Third, we still don't even have a hint about No/One's connection to the Killer(s).  All we know is that No/One started the campaign with his data drops but isn't (in theory) responsible for the Killer(s) starting to off people.  I think we're supposed to believe that No/One adopted his costumed identity to take responsibility for his actions.  In other words, he was initially content with the drops but took on the identity to stop the Killers from reverting his work.  But I don't think Higgins and Buccellato have even made that clear.

Finally, it's getting to hard to believe there is a connection here.  I'm worried it's going to feel hand-wavy at the end, like all the "victims" were members of the same BDSM club or something.

The podcast doesn't really shed much more light on the issue other than Ben publicly confirming that Sherman shot the kid, which Sherman denies in a preemptive press conference.  (I was figuring he was going to pin blame on Ben, which he doesn't here though may later.)  Notably, Julia is on the podcast, so we're all friends again, it seems.

In other words, as I said before, we have a lot to go with only two issues left.

The One Hand #2:  It's apparently murder mystery week this week!

The issue opens with Ari visiting an informant, Juice, after he (Juice) witnessed a murder.  Juice tells Ari that he watched some clubbers beat up a kid and douse him with paint thinner.  When the kid shut down completely, they got annoyed and set him on fire.  Juice can't get over the fact the kid just stood there and let them burn him alive; as Ari is leaving, Juice reveals the kid kept saying, over and over again, "Can't get out."

At the precinct, Ari is upset when the person answering the phone at the brothel doesn't know who Nemone is.  He ends the call, and Mac approaches his desk.  Mac tells Ari the Department has "the new guy from crypto" working on the cipher, though Ari views it as a waste of time.  As they're leaving the precinct to interview last issue's victim's next of kin, Ari is served papers as the District Attorney is reviewing his conviction of the previous One Hand Killer.

At the victim's house, the victim's wife is somewhat ambivalent about his death, telling the detectives that he was an unremarkable man who you could forget was there.  She explains she only went on a date with him because she spilled a drink on him.  Ari looks around the room and sees one of the ciphers in the way a set of photos are arranged.  (It's unclear if we're supposed to conclude the Killer actually uses items close to the victims as inspiration for the ciphers or if Ari just sees the case everywhere.)  

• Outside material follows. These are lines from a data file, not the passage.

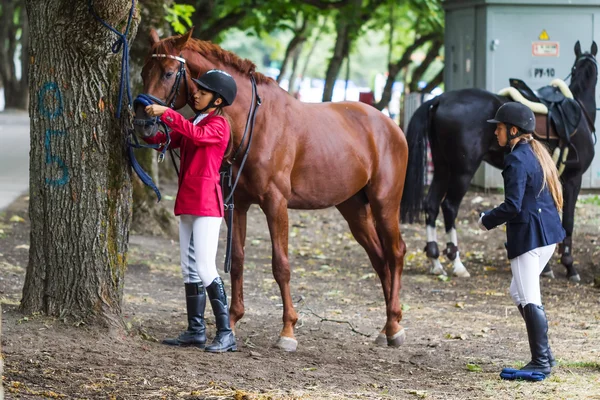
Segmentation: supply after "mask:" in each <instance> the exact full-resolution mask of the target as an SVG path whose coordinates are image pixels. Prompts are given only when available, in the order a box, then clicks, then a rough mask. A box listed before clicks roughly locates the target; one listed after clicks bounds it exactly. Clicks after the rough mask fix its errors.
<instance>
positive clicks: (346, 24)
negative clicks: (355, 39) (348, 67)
mask: <svg viewBox="0 0 600 400" xmlns="http://www.w3.org/2000/svg"><path fill="white" fill-rule="evenodd" d="M351 29H352V27H351V26H350V22H349V21H348V20H347V19H346V18H343V17H341V16H340V18H338V24H337V38H336V41H335V47H334V48H333V56H332V57H331V60H329V65H328V66H327V72H326V73H325V88H324V89H323V101H331V99H332V98H333V88H334V86H335V81H336V79H337V77H338V75H339V73H340V70H341V68H342V64H343V63H344V59H346V57H347V56H348V53H349V52H350V30H351Z"/></svg>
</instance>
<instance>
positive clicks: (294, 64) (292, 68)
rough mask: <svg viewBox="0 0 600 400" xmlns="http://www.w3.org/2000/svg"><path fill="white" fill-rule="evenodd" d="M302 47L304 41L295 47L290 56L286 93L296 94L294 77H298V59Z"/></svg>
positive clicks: (299, 54) (294, 78) (299, 57)
mask: <svg viewBox="0 0 600 400" xmlns="http://www.w3.org/2000/svg"><path fill="white" fill-rule="evenodd" d="M303 47H304V43H302V44H301V45H300V46H298V47H296V51H294V55H293V56H292V70H291V72H290V84H289V87H288V93H289V94H291V95H292V96H294V97H295V96H296V93H297V90H296V78H297V77H298V61H299V60H300V54H301V53H302V48H303Z"/></svg>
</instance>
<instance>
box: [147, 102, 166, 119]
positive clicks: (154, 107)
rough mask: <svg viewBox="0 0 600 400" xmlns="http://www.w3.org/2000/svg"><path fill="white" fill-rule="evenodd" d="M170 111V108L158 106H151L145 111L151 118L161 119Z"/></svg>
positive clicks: (157, 104)
mask: <svg viewBox="0 0 600 400" xmlns="http://www.w3.org/2000/svg"><path fill="white" fill-rule="evenodd" d="M168 109H169V108H168V107H164V106H159V105H158V104H152V105H150V106H147V107H146V108H145V109H144V111H146V114H148V116H150V117H160V116H161V115H163V114H164V113H165V111H167V110H168Z"/></svg>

As Ari and Mac are leaving, Ari asks the widow if she loved the victim.  She slams the door in their faces.  Mac is annoyed at Ari, but Ari makes the point the Killer might  be targeting the people who live in the gaps in society.

Along those lines, Ari heads to the brothel, and the maintenance guy tells him they overhauled the operation the previous day.  He brings Ari to storage, but Ari doesn't find Nemone there.  Instead, he finds flyers for a lady who runs a gallery and comes to the brothel for parts.

Ari heads to the Marker-Vaugn Art Gallery, where a decadent party is in full swing.  A drunk man accosts Ari after he recognizes him from the papers, and Ari starts to leave but notices a faceless person in the crowd seemingly with a sixth finger.  Ari tries to follow him, but security has him to leave since he's causing a disturbance.  When he exits the building, the skyline is green, the result of a chemical truck that overturned.  He returns a call from Mac who informs him they have another case.  Mac comments that he feels like he stepped into a "murder room" as a rookie and "can't get out."

I'm definitely down with Ram V is going here.  Plenty of cop stories deal with people on the margins, since they're easy victims.  But it feels like Ram V is making the point that more of us are in those gaps than we think, that really only the movers and shakers matter.  I'm not sure how that's going to play into the mystery, but it feels relevant at this point.